In 1998 I left the corporate world to become a self employed consultant specialising in leadership and management development.
I had always been fascinated by organisational politics and how the informal networks and inner circles are where the real action is, so in 1999 when the CIPD London branch were asking around for someone to do some research and present it at conference, I put my hand up.
So it was that way back in 2000 I presented the first slab of data and ideas about personal power and politics to a small but enthusiastic crowd. Politics at Work™ had begun, albeit on a very small scale.
And this one off speaking engagement rapidly became regular networking appearances which led to more data and story gathering as well as opportunities to be published in various trade magazines including a spectacular double issue (and front cover) for Training Journal.
By 2005 I co founded Politics at Work™ with an enthusiastic client; Colin Gautrey.

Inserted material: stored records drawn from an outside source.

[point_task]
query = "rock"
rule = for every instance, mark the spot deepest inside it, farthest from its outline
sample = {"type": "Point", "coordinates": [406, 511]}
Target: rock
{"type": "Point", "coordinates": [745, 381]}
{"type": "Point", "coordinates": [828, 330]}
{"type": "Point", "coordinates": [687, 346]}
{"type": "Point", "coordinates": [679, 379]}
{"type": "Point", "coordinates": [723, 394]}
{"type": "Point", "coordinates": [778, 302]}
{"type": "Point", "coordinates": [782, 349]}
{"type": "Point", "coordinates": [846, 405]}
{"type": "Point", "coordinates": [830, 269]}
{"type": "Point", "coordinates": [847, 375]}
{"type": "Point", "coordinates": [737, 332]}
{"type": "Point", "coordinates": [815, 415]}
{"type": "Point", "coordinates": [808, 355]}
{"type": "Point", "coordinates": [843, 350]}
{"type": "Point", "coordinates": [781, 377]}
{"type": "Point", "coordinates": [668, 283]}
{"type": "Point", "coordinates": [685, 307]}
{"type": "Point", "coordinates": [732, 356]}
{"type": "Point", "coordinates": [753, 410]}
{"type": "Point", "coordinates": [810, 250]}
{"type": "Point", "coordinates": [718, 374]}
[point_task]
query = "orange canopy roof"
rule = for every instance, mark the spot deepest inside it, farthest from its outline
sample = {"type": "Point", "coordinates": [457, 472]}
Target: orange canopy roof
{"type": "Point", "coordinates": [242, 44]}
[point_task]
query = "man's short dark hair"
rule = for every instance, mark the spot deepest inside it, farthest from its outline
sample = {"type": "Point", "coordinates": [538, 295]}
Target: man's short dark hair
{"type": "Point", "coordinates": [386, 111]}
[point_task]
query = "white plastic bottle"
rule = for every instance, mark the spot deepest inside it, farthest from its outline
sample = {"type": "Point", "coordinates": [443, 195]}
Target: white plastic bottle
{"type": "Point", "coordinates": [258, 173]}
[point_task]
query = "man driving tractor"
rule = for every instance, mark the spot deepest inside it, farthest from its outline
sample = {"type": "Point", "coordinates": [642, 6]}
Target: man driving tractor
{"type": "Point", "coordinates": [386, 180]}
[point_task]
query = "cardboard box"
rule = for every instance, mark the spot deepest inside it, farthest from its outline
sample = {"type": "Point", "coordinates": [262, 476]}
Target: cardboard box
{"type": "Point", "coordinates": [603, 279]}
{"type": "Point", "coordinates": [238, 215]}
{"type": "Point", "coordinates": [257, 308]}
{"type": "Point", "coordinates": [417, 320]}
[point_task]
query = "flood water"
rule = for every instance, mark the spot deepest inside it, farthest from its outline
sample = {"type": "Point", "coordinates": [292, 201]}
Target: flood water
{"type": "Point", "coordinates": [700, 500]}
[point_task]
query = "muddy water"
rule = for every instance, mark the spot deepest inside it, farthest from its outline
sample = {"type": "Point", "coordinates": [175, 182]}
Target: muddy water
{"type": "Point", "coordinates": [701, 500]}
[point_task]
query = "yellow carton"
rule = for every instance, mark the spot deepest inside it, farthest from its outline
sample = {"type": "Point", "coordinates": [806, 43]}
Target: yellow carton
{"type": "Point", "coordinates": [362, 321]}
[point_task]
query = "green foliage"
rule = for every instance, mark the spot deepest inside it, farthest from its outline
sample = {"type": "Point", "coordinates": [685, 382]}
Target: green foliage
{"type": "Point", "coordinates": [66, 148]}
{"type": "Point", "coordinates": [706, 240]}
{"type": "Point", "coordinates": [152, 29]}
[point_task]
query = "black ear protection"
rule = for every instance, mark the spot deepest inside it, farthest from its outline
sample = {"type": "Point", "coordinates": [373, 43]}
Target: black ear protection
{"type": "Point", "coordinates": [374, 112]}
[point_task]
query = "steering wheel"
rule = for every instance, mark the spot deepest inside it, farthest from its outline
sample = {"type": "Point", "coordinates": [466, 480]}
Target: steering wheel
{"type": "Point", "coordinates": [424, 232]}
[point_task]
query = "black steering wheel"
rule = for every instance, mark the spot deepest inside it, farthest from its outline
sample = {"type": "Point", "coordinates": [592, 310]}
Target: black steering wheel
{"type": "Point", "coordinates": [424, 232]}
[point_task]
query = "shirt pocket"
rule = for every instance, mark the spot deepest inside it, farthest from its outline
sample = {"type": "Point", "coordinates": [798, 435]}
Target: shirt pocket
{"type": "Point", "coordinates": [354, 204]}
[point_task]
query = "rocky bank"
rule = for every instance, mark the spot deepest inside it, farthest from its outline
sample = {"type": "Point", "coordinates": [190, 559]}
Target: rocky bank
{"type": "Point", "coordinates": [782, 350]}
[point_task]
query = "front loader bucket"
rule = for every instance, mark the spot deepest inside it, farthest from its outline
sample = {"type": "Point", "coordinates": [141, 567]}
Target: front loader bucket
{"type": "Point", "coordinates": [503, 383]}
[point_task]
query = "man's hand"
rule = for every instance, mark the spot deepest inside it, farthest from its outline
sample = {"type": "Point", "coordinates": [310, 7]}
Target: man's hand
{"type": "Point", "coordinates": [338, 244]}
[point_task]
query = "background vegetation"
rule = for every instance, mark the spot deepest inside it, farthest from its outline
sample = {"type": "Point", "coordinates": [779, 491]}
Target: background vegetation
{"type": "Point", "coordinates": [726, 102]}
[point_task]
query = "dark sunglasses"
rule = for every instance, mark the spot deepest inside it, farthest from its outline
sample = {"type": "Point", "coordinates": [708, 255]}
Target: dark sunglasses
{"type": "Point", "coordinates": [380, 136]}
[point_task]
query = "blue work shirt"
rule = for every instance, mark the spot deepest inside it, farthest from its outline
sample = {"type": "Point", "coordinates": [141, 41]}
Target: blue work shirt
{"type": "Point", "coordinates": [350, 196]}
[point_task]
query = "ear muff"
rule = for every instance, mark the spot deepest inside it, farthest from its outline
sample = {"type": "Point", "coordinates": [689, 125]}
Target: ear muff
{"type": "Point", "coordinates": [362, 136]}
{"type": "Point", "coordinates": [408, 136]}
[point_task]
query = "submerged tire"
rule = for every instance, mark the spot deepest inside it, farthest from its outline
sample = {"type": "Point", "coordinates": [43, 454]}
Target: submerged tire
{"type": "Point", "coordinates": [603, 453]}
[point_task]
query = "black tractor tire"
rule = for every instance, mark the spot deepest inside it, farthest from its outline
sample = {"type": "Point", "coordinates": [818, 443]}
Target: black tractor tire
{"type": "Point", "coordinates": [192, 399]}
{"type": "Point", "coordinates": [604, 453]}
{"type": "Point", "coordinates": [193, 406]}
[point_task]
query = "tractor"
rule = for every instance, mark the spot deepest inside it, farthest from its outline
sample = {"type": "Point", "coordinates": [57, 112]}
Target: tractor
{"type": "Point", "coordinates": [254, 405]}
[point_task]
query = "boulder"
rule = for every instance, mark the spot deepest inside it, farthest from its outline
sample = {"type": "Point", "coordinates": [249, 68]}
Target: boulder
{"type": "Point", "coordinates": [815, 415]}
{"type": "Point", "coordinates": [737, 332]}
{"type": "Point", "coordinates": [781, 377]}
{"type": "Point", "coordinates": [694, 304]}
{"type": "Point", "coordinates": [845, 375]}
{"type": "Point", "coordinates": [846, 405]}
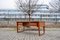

Colin was managing an impressive talent development programme with Zurich Insurance at the time and he had heard about my work.
Colin told me that he had a bunch of talented folks who just did not get the politics and he wanted something that would challenge their perceptions and make them more influential. This 2 day workshop is still a flagship event on the Zurich talent programme some 6 years on.
Colin left Zurich Insurance shortly afterwards and Politics at Work™ officially founded in 2005. It was a roller coaster ride. It led to us working nationally and internationally with some of the sharpest brains and most demanding learners in the world. The Politics at Work™ client list is something we are quietly proud of. This success also gave us a platform from which we published 2 books and wrote many articles.
Today, Politics at Work™ remains a unique influencing skills consultancy. What sets it apart is an ability to put influencing skills and strategies into context. I focus on the corporate culture that the learners find themselves in and from there help them navigate the political complexities of their real world.